Tabii o an diğer çocuğu düşündüğüm kadar oğlumu da düşünmek durumundaydım ve başka şeylerle oyalayarak oyuncağı unutturmaya çalıştım. 

Tabii o an aklımdan geçen şey 'maalesef her zaman her istediğimize ulaşamayacağımızı böyle böyle öğreneceksin oğlum' oldu.

Çocuklar sakinleşip olay kapanınca yanımda bulunan kardeşim: 'abla böyle söyleyerek Aras'a, 'paylaşmama hakkın var, paylaşmasan da olur' mesajı verdin şimdi' dediğinde birkaç saniye dondum kaldım. Haklıydı. Ne zor bir iş annelik. Ama yine de o günden beri sorguluyorum bu konuyu kafamda.

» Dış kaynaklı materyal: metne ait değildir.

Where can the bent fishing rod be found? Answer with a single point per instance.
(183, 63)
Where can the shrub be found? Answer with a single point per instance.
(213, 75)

Şimdi düşünüyorum da neden öyle söyledim? benden sonra gelen 4 kardeşle herşeyi paylaşarak büyüdüğüm için mi???

 Yoksa 'benim oğlum ya çok ısrarcı davranırsa aman diğer çocuğa ve annesine ayıp olmasın ben şimdiden önlemini alayım' diye mi düşündüm??

İçten içe, paylaşmak istemediği şeyleri kendine saklama hakkı var herşey onun istediği gibi olsun mu istiyorum yoksa!!!!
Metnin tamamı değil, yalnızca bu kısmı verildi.